Originally Posted by David in FL
At a 4:00 POP, we're not talking "good" here, we're talking marginally acceptable. Whether someone knows that they're slow or not doesn't change the fact that they are. Perspective is meaningless when applied to an objective metric that is achievable. That's where education, coaching and training comes in, and the very first step in that process is to be very clear in setting reasonable expectations. Whether they agree with the "reasonableness" or not.....
And FWIW, none of my managers are gonna be adding any staff, if they're down that much. I may be replacing someone though.....
I think we agree on the principles, but we're not in agreement on some of your base assumptions that you use to build your argument. You're assuming the majority of golfers want to play in 3.5 hours, I contend the majority of golfers world wide don't care if their round lasts 4.5 hours. We here on TST are probably don't even represent 1% of the worlds golfers. We're more hardcore and dedicated to playing golf so it's no surprise we're more concerned about POP than the rest of the golfing population.

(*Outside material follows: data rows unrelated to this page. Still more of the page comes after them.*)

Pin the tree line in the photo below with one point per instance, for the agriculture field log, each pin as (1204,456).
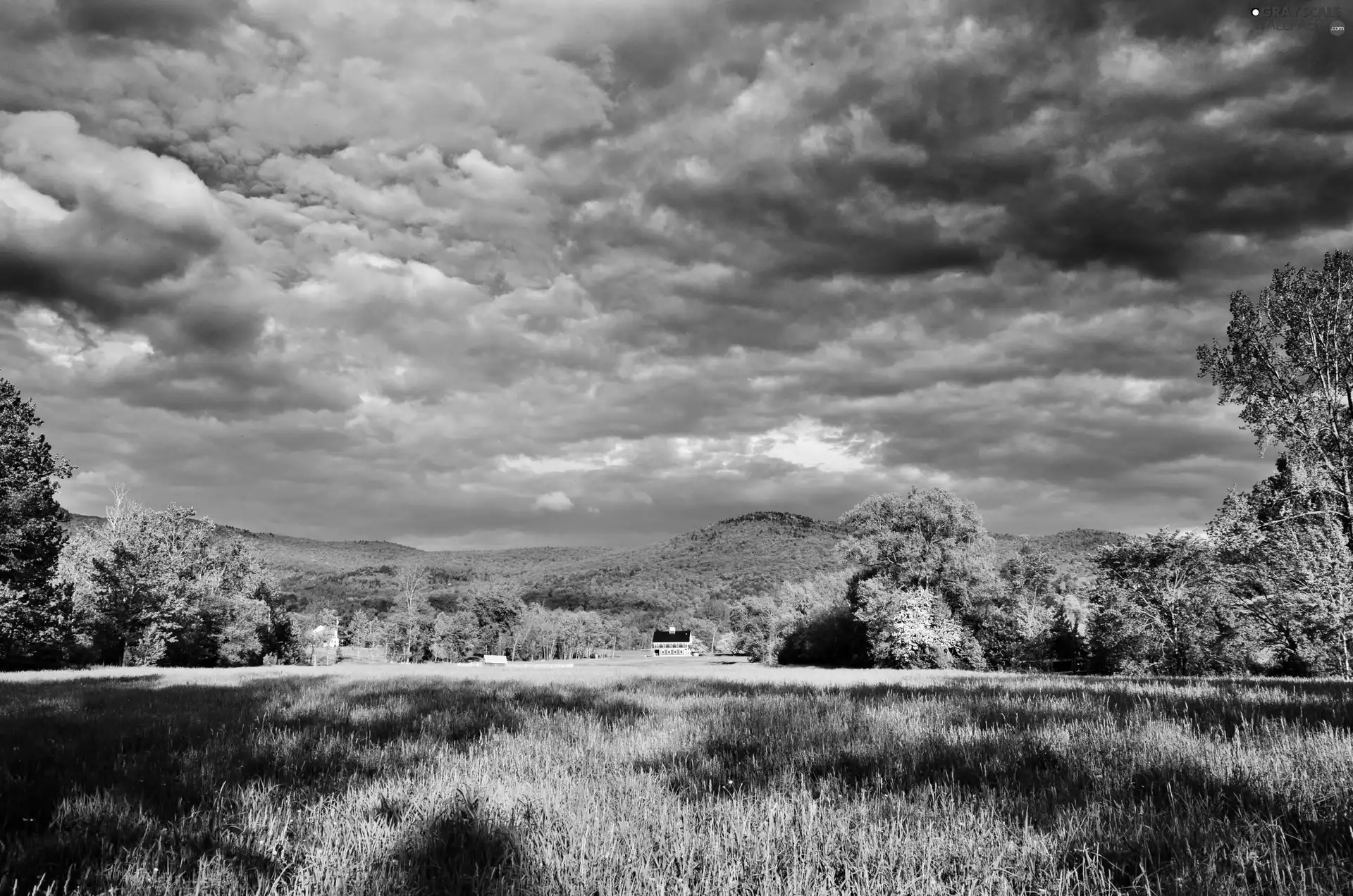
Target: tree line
(1266,589)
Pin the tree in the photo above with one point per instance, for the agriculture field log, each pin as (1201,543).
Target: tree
(932,551)
(34,616)
(412,583)
(1290,570)
(907,626)
(1159,604)
(157,587)
(454,634)
(497,604)
(1288,363)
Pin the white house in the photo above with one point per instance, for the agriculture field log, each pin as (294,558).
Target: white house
(672,643)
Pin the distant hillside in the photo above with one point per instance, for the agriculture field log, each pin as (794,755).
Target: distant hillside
(673,577)
(744,554)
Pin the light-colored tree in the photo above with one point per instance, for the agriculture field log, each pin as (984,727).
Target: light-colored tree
(35,619)
(1291,570)
(154,586)
(934,555)
(412,581)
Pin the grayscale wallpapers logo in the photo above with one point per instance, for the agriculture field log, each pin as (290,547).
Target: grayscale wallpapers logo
(1298,19)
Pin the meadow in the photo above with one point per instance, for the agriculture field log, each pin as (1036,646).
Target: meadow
(667,778)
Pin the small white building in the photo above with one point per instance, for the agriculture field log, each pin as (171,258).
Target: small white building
(672,643)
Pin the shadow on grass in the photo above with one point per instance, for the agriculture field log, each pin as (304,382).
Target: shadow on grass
(94,769)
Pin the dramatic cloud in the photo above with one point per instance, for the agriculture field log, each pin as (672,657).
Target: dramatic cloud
(445,273)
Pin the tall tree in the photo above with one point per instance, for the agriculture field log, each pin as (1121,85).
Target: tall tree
(934,555)
(412,583)
(156,587)
(1288,363)
(1163,587)
(1290,570)
(34,615)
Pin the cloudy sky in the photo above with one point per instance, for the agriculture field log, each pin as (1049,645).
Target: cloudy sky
(600,271)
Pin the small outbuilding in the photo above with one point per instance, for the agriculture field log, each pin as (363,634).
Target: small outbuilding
(672,643)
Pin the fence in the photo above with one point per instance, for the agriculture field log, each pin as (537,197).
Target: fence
(364,654)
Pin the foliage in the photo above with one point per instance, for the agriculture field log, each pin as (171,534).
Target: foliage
(816,623)
(927,577)
(908,626)
(34,615)
(1288,566)
(1288,363)
(153,587)
(1161,608)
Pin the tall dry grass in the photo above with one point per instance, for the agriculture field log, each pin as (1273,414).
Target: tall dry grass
(743,781)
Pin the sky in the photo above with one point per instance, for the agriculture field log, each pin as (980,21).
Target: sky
(516,273)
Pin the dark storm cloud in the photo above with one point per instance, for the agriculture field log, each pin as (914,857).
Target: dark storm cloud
(475,261)
(168,20)
(222,387)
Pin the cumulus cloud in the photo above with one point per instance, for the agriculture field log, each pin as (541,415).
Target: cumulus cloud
(554,501)
(670,263)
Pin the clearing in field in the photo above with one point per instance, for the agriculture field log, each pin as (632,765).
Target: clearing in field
(676,777)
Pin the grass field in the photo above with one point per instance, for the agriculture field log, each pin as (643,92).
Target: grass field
(685,776)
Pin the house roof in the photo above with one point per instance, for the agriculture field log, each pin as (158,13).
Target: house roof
(672,637)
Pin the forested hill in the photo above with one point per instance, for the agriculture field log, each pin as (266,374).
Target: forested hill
(722,561)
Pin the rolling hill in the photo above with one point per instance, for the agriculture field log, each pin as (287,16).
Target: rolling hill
(672,577)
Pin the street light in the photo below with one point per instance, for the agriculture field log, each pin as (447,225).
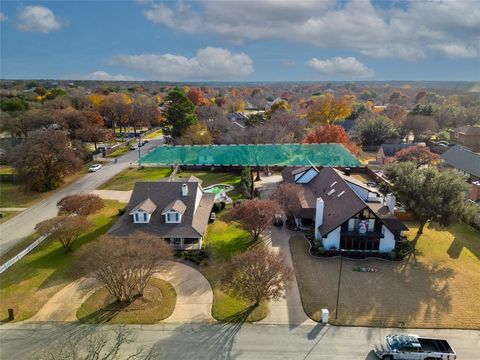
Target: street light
(338,287)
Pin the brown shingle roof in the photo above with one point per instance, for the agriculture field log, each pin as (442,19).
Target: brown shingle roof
(162,194)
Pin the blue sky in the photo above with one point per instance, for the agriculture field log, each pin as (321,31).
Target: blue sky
(241,40)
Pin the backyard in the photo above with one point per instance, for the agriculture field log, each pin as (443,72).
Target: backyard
(437,287)
(28,284)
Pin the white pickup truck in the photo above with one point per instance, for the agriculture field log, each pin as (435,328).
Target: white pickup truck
(413,347)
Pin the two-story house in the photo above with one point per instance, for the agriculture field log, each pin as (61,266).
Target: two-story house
(346,213)
(176,210)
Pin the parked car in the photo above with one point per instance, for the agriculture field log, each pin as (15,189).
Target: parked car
(278,220)
(94,167)
(411,346)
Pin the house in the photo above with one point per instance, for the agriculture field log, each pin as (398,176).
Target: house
(468,136)
(464,160)
(346,213)
(387,152)
(177,210)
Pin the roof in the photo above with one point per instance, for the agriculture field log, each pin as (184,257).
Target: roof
(168,194)
(176,205)
(146,206)
(463,159)
(391,149)
(328,184)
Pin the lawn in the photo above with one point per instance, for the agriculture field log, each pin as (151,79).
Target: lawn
(157,303)
(437,287)
(126,179)
(28,284)
(223,240)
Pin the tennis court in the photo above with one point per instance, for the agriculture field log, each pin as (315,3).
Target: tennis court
(252,155)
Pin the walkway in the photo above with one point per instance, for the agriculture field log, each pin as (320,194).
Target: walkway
(288,310)
(194,296)
(121,196)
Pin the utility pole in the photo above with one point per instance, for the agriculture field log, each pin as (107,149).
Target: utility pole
(338,287)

Semi-private and private country clubs have more dedicated golfers, it's a different mentality, at my club, we have pace of play guidelines (4 hour rounds), we enforce pace of play and threaten to suspend those that play too slow. We hold education seminars on pace of play and course orientations, but it's a completely different setting and circumstances than what you find on a public or muni course.
The guys I see on public courses are out there to get some fresh air, socialize with friends and play a casual round of golf. They have a few beers, smoke a few stogies and look at golf as an afternoon activity that is a break from the hustle and bustle of every day life. They barely want to hear the starters instructions no less sit through an education on pace of play techniques. They also don't fix their divots or ball marks, leave cigar ashes sitting on the green and flirt with the cart girls.
When a golfer plays multiple rounds of golf per week the time each round consumes becomes more important. When you only play a round or two per month or less, how long one round takes isn't all that important. It's like the guy that's driving with a purpose (work, practice, tee time, dinner reservations) is more likely to drive over the speed limit because they are trying to reach a destination where as the guy that is just out joy riding on a nice day doesn't care how long the ride takes.